METHODS AND RESULTS:
In this study, the intestinal absorption mechanism of these three compounds was investigated using the Caco-2 cell monolayer model in both the apical-to-basolateral (A-B) and the basolateral-to-apical (B-A) direction. The absorption permeability (PAB) of epimedin A, epimedin B0, and epimedin C were extremely low and increased as the concentration of the epimedins increased from 5 to 20 μM, but, at 40 μM, the PAB values were reduced. Meanwhile, the amount of transported compounds increased in a time-dependent manner.
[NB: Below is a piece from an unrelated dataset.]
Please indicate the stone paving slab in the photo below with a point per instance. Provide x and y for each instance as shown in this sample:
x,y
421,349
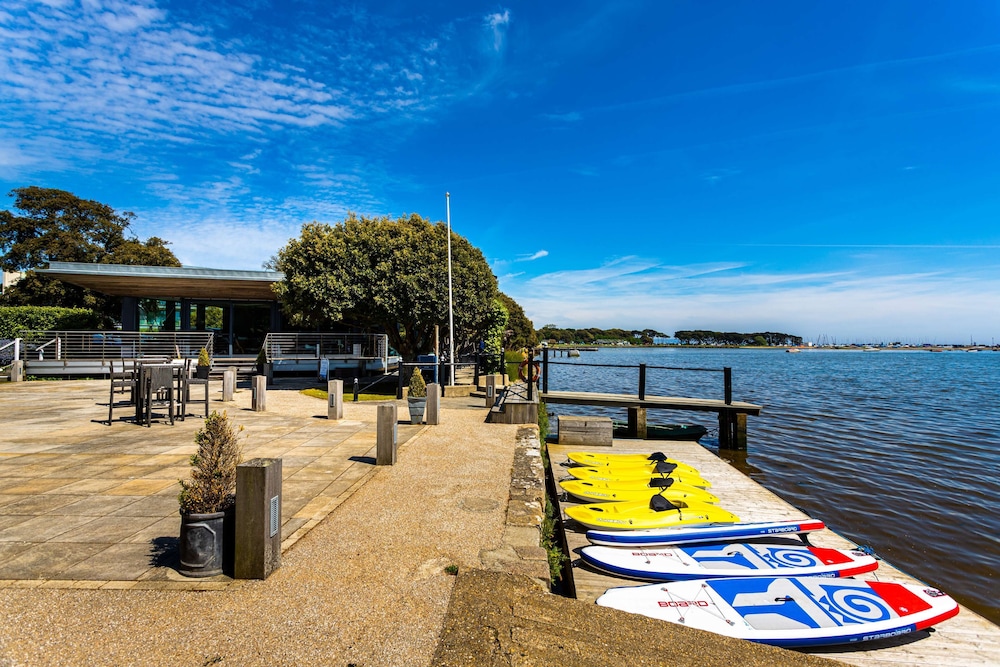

The PAB of epimedins A and C were significantly increased and efflux ratios decreased in the presence of verapamil (an inhibitor of P-glycoprotein) and dipyridamole (an inhibitor of breast cancer resistance protein) while, in the presence of MK571 (an inhibitor of multidrug resistance proteins), the absorption of epimedins A and C did not change significantly, indicating that P-gp and BCRP might be involved in the transport of epimedins A and C. The PAB of epimedin B significantly increased while its secretory permeability (PBA) significantly decreased in the presence of dipyridamole, indicating that BCRP might be involved in the transport of epimedin B. No obvious changes in the transport of epimedin B were observed in the presence of verapamil and MK571.
In summary, our results clearly demonstrate, for the first time, that poor bioavailability of these three prenylated flavonoids is the result of poor intrinsic permeability and efflux by apical efflux transporters.